Given the 49ers' recent run on substandard quarterback play -- Brian Hoyer, C.J. Beathard, Blaine Gabbert and Colin Kaepernick in just the last two seasons -- they weren't going to let Garoppolo get away.
There are concerns that Garoppolo's limited body of work makes such a big contract a dangerous proposition. But Garoppolo, who was the NFL's most efficient quarterback among those attempting fewer than 200 attempts, had long been on the 49ers' radar. Coach Kyle Shanahan had tried to draft Garoppolo in 2014 when he was the Browns offensive coordinator.
"I think people [in the Browns' organization] heard me, but the results weren't there,'' Shanahan said in February 2017. "I think there were a lot of people who liked Garoppolo. There were other quarterbacks we liked, too. We put a board together. We rank every one. Then, the people who make the decisions, you have to wait and see what happens. As a coach, it's like that at a lot of places. You have to deal with what happens."

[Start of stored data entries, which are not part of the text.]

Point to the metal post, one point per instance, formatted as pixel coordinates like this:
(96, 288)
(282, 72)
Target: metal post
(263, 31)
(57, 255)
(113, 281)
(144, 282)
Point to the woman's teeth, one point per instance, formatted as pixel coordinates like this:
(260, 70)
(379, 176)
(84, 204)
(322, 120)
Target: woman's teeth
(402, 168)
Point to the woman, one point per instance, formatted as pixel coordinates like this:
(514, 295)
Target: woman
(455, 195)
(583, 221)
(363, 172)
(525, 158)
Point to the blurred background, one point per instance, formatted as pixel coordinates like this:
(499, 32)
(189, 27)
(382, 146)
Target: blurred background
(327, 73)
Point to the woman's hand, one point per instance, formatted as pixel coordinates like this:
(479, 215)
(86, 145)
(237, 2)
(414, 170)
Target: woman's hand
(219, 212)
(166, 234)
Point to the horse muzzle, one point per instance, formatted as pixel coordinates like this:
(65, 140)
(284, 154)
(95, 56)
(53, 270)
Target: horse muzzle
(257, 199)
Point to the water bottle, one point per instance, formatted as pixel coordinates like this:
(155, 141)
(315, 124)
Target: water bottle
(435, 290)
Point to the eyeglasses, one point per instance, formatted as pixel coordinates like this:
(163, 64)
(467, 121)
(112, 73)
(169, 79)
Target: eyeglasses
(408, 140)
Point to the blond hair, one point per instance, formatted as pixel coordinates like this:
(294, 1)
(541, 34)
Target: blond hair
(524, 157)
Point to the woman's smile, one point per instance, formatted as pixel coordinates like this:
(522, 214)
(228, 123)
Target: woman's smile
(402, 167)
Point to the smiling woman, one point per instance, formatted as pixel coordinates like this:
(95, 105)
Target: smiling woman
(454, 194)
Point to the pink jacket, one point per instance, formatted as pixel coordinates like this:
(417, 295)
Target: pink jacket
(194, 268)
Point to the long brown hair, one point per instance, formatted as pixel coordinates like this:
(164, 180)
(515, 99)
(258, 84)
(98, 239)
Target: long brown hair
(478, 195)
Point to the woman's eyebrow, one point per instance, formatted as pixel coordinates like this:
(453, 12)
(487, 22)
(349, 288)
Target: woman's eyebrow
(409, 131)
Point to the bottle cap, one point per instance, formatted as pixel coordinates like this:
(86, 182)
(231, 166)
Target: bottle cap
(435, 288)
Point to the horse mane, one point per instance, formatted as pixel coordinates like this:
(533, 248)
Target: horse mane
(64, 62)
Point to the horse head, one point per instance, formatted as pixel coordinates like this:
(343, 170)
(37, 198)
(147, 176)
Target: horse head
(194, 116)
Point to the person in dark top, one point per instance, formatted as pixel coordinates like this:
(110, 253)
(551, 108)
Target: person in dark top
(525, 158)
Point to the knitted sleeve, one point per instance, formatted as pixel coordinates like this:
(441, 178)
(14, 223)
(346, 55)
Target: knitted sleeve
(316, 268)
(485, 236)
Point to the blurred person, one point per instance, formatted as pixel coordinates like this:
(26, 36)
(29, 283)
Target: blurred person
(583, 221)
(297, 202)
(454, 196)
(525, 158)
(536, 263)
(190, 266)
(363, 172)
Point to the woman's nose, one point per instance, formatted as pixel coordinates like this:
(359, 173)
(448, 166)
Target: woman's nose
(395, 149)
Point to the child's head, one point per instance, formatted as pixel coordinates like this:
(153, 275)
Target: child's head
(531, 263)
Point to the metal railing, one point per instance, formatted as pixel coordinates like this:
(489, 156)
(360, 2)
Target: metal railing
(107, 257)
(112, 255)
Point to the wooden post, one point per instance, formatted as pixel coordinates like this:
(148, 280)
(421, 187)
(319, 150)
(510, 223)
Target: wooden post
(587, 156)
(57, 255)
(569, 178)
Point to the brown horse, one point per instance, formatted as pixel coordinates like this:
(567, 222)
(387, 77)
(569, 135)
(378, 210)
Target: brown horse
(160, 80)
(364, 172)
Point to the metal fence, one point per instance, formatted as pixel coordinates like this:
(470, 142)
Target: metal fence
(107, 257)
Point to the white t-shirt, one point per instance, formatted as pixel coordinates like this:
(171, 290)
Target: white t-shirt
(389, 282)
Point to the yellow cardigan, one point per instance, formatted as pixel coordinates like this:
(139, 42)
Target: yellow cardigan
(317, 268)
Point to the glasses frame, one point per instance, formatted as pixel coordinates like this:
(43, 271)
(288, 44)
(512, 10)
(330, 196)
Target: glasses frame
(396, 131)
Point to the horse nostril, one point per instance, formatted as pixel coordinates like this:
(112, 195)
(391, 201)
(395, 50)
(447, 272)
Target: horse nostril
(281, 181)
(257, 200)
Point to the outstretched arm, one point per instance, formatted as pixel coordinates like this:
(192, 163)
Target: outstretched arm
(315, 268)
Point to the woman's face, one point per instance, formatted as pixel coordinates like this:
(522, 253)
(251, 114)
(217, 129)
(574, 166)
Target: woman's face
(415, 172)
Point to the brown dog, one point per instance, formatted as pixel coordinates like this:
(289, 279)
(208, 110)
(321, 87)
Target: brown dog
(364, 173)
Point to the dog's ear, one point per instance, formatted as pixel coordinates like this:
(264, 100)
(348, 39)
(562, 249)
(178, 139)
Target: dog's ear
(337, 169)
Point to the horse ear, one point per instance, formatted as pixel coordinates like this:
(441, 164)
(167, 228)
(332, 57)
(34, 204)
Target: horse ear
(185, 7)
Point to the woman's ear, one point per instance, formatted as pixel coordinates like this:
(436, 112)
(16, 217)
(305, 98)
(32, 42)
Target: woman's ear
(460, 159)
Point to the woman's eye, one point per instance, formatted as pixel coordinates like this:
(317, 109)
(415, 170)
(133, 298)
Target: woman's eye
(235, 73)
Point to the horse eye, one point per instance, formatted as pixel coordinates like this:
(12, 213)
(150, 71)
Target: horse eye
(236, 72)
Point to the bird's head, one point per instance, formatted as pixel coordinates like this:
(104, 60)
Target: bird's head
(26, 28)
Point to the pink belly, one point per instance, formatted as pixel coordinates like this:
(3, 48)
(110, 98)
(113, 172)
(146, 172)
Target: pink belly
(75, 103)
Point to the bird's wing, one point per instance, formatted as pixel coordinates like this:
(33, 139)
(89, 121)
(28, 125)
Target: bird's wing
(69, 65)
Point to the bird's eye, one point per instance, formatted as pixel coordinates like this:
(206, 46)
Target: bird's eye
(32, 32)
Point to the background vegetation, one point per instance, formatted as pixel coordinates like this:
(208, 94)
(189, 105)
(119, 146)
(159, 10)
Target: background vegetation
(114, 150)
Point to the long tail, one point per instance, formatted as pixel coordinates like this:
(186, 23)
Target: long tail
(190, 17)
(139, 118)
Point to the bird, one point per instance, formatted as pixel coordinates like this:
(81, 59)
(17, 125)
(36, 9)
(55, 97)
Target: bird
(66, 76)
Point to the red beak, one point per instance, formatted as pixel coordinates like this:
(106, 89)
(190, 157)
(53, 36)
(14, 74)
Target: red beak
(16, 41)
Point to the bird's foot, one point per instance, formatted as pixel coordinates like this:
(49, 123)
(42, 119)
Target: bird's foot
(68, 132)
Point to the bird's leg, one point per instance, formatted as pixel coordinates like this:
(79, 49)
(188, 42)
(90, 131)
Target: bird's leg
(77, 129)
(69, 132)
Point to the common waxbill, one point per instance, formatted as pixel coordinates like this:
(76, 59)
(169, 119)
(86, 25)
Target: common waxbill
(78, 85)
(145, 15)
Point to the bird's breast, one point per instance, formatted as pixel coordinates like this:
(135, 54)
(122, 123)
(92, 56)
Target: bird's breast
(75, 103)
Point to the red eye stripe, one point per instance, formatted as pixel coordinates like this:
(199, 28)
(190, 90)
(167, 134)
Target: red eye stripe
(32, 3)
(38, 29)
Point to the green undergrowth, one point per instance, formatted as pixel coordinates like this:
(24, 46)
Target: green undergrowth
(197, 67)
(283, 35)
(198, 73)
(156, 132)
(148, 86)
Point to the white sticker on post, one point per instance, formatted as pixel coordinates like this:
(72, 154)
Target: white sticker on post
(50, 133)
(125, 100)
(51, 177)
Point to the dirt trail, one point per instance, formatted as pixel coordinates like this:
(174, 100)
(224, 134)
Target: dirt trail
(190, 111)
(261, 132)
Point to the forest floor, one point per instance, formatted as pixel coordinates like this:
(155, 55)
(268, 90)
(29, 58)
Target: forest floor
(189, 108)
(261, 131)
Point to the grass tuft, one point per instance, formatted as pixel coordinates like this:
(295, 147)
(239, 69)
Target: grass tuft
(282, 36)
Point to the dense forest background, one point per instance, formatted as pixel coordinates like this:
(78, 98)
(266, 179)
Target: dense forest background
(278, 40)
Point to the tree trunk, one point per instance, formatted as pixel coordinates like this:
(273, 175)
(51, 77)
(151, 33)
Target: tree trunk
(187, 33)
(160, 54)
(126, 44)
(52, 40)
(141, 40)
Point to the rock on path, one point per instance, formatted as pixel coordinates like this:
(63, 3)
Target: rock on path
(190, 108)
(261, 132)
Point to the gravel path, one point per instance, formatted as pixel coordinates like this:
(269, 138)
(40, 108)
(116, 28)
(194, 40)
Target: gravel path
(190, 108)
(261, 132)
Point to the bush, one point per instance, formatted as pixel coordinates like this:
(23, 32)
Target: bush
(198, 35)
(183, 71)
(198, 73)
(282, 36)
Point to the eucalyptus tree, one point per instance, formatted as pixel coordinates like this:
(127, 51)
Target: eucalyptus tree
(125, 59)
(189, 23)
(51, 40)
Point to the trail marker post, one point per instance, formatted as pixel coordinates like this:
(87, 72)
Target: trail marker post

The Browns instead traded up in the first round to take Johnny Manziel.
Perhaps the biggest surprise isn't that the 49ers have paid Garoppolo so handsomely after just a month's work, but that they had the opportunity to do so at all. Last offseason, there were reports that the Patriots were looking for multiple first-round picks for Garoppolo, who up until that point appeared to be Tom Brady's successor.
That they shipped him to San Francisco for a second-rounder could end up being one of the most lopsided trades in NFL history.
For now, the Pats still have Brady, who at 40 is better than ever. But for the first time in a long time, the 49ers have their franchise quarterback too.